Globalleşen dünyada, dünya ülkelerinin ekonomik krizi de birlikte yaşaması kaçınılmaz bir gerçek. Kuşkusuz ilimiz Gaziantep de krizden bir şekilde etkilendi. Ancak Gaziantep'in aynı zamanda üreten, ürettiğini de işlemeyi bilen ve bütün bunları da hakkını da vererek yapan gerçek bir Anadolu kaplanı olduğunu da unutmamak gerek. İşte tam da bu sebepten daha önce yaşanan ekonomik krizleri biraz daha az hasarla atlattık. Hatta krizleri fırsatlara çeviren kentlerden olduk. Yüzyıla damgasını vuran son krizin de en kısa zamanda atlatılması ve ülkemizin de her anlamda refah ve huzura kavuşması en büyük beklentimiz.

Ekonomik kriz hepimizi bu kadar tedirgin ederken tarımsal anlamda bölgemizde yüz güldürecek gelişmeler de meydana geldi. Tarımda hepimizin bildiği gibi geçen yıl kuraklık hakimdi, kuraklığın ciddi sıkıntılarını yaşadık. Mahsulün azlığı fiyatlara da yansımıştı. Tüketici ürünleri bulmakta zorlandı. Bu yıl, geçen senelere nazaran daha fazla görülen yağışlardan dolayı bereket ve bolluk yaşanması bekleniyor. Bu durumun özellikle bakliyatta fiyatlara indirim olarak yansıyabileceğini umuyoruz. Hububat ve bakliyat ürünlerinde genel anlamda bir artış bekleniyor. Hasat mevsiminin yaklaştığı şu günlerde hem baharın heyecanını hem de mahsulün bol bereketli olmasının sevincini yaşıyoruz. Özellikle gen merkezi Gaziantep olan mercimek bizim için önemli bir ürün. Bakliyat grubu içerisinde besin değeri açısından ete eşdeğer gösterilen, sofralarımızın vazgeçilmezler arasında olan mercimek bu yıl üreticisinin yüzünü fazlasıyla güldürecek gibi görünüyor.
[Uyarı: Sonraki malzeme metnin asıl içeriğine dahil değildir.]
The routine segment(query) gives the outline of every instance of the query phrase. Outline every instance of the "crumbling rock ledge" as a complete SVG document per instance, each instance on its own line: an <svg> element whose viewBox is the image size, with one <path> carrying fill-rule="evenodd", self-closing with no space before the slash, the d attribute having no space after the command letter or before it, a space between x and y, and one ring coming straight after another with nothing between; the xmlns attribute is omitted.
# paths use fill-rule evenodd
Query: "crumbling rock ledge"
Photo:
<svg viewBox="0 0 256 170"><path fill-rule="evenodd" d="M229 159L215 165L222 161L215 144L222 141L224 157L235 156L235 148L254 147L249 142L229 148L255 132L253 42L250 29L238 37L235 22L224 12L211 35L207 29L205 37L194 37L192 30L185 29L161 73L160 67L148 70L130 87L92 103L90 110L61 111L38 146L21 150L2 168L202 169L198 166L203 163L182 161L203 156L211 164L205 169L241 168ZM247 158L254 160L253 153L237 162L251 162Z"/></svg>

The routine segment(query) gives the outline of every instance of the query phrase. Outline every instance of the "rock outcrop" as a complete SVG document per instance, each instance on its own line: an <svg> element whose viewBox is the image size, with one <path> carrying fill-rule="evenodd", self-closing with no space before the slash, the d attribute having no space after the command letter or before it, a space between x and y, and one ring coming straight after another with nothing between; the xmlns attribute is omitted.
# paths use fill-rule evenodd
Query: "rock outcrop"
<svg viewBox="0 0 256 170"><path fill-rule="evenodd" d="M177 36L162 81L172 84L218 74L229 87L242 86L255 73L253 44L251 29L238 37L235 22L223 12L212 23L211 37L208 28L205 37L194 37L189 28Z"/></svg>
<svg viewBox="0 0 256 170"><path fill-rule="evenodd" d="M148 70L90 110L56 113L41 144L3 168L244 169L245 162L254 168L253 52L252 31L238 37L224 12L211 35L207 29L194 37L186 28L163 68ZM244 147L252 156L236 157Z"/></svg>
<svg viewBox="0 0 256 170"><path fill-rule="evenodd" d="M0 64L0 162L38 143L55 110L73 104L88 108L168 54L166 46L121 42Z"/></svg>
Türkiye genelinde tahmini olarak 400-450 bin ton civarında üretim bekliyoruz. Bu değer geçen yılki değerlerle kıyaslanmayacak kadar yüksek tabii ki. Geçen yıl talebi karşılayabilmek için  ithalatını bile yaptığımız kırmızı kabuklu mercimek bu yıl ihtiyacımızı fazlasıyla karşılayacak ve görünen o ki ihracatını bile yapabileceğiz. Ülkemizde yaşanması beklenen rekolte bolluğunun tersine bir çok ülkede kuraklık olacağına ilişkin bilgileri de değerlendirebilirsek krizi gerçekten fırsata çevirebiliriz. Tabii ki rekolte bolluğunun getireceği bir sonuç da fiyatların doğrudan aşağıya çekilecek olması. Bu durumda üreticiyi de mağdur etmemek lazım. Yani tarımda dengelerin iyi kurulması gerekiyor. Bu da devletin oluşturacağı ve izleyeceği tarımsal politikalara bağlı. Çünkü üretici para kazanmazsa ekeceği mahsule yönelik tercihlerini değiştirebilir. Bölgelere uygun üretim desenleri açısından bu da sağlıklı sonuçlar doğurmaz.